The project entitled “Phonetic, phonological and prosodic characteristics and structures of the Sardinian language” is a research program having the scope of creating the basis for the setting up of a Text-To-Speech synthesizer capable of producing spoken voice from texts written in Sardinian language.

Speech synthesis is widely used in ICT, especially in computers and mobile electronic devices, automotive, educational programs and for the help of the impaired. Synthesized voices can be created by concatenating pieces of recorded speech (single words or phrases, phones or diphones) stored in a database. The concatenation is obtained on the basis of phonetic and prosody information implemented in the TTS system. The work therefore involves several disciplines such as linguistic investigation, vocal analysis and computer programming.

The aim of the project was therefore is to set up a system containing the phones, diphones and phonemes of the Sardinian language along with the descriptions of how these sounds are to be concatenated in order to obtain an intelligible voice output. This meant realizing two main research accomplishments: firstly, the primary phonetic description of the Sardinian language; secondly, the development of a method for the creation of the linguistic archive. The main objective were three: acquire the necessary linguistic data and information; realize the database of the phonemes of the language; define the concatenation rules.

The activity was made up of the following tasks: (i) realization of a linguistic corpus; phonetic and phonological inquiry of the language; (ii) individuation and sampling of the single linguistic phenomenons; (iii) development environment set-up; (iv) database population and programming of the concatenation procedures; (v) creation of the demonstration prototype; (vi) results dissemination.
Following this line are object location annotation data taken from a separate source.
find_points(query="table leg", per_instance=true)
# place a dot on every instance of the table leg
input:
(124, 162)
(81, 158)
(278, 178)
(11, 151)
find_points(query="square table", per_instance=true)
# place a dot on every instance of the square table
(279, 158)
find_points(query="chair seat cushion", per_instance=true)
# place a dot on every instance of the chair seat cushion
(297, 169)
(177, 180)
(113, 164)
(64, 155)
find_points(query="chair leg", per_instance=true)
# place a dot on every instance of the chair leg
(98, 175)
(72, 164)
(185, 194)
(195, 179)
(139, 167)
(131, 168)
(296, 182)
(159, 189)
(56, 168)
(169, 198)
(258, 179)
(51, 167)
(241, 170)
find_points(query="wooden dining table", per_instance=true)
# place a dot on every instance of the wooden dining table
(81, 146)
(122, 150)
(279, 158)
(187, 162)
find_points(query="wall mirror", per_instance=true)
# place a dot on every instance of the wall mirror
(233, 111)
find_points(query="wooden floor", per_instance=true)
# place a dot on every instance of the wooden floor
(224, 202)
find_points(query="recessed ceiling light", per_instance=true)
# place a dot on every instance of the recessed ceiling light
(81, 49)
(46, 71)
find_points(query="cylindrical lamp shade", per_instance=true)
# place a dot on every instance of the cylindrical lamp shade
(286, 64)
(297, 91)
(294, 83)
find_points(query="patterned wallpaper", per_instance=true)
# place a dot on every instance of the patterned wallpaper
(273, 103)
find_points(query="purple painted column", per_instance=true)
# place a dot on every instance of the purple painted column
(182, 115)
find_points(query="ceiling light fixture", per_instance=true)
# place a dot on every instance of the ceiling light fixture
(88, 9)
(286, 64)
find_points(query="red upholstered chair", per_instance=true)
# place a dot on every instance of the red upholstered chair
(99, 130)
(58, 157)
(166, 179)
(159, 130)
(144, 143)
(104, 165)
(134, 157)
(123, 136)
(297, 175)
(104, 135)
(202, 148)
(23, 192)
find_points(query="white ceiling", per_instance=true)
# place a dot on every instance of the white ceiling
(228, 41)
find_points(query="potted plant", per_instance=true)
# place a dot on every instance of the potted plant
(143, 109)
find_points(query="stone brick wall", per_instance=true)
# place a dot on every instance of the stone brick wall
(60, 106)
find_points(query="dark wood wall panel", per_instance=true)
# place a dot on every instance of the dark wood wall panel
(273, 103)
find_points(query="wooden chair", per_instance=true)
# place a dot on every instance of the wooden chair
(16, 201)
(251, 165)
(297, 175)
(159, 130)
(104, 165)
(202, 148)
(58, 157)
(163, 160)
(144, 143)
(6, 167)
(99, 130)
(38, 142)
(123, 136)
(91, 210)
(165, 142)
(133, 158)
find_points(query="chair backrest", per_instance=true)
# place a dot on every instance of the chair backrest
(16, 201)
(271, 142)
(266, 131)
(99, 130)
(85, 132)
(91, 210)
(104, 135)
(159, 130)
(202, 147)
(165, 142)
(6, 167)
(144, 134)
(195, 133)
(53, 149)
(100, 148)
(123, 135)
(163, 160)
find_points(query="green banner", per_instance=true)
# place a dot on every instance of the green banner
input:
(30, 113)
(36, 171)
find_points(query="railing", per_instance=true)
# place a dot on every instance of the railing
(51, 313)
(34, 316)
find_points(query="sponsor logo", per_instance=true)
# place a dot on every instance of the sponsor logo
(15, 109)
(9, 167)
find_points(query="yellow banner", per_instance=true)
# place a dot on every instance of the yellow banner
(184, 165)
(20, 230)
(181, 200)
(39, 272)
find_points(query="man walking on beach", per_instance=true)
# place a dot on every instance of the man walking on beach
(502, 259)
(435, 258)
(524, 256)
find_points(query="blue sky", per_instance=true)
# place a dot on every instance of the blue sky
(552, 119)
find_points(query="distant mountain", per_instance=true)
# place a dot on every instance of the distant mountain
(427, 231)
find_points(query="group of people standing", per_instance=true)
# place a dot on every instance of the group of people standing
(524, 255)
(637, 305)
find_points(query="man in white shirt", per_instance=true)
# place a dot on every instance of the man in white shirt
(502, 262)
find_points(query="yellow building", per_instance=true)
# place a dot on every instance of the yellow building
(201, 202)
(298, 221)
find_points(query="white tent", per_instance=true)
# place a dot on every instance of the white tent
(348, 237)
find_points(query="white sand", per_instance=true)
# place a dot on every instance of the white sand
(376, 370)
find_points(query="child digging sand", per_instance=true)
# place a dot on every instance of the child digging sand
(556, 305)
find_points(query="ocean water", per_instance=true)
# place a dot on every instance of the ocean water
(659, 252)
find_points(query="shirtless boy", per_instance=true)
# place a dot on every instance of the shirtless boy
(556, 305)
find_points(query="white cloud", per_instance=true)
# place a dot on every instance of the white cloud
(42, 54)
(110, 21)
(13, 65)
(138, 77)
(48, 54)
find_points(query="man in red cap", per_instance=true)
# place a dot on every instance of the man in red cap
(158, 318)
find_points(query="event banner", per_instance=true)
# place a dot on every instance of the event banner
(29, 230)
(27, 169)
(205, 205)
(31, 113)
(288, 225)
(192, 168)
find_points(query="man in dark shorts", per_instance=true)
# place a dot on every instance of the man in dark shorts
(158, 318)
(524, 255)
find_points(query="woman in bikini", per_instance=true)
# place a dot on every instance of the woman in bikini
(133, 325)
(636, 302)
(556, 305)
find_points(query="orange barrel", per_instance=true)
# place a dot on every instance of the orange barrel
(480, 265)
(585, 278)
The research tasks lasted 18 months while publication of results and web site construction took another 6 months of work. The activities were divided in 8 trimester time intervals and 4 work packages which were: WP1 – Preliminary Research, from 1st to 2nd trimester; WP2 – Data gathering and elaboration, from 2nd to 6th trimester; WP3 – Project summary and publication of results, from 7th to 8th trimester; WP4 – Project support activities, from 1st to 8th trimester.

The deliverables of the project are the following: 1) a linguistic database containing the texts and recorded material; 2) a set of language description rules and computing procedures; 3) a TTS prototype for the Sardinian language with two distinct voices; 4) a book containing the project results; 5) a web site containing the project results, the prototype and the linguistic materials.

All the results constitute an innovation in their respective sectors in both quantitative and qualitative terms as far as the native languages of Sardinia are concerned (not only Sardinian but also Gallurese and Sassarese) and likewise for the other two alloglot languages present in the Island (a Genovese dialect called Tabarchino and the Catalan language of Alghero). We do not know of similar works for other Italian minority languages.

The research results contribute significantly to of the advancement of the phonetic studies on the Sardinian language. They may also be used as a reference for teachers and students who need a reliable phonetic description of the Sardinian language. Other possible uses are as a basis for the development of language programs and didactic or social applications as well as a testing ground for language normalization problems.

The benefits deriving from this research may even be applied to other TTS systems such as the development of applications regarding local expressions of the Italian language. Last but not least, it constitutes a basis for the future development of an ASR synthesizer (Automatic Speech Recognition).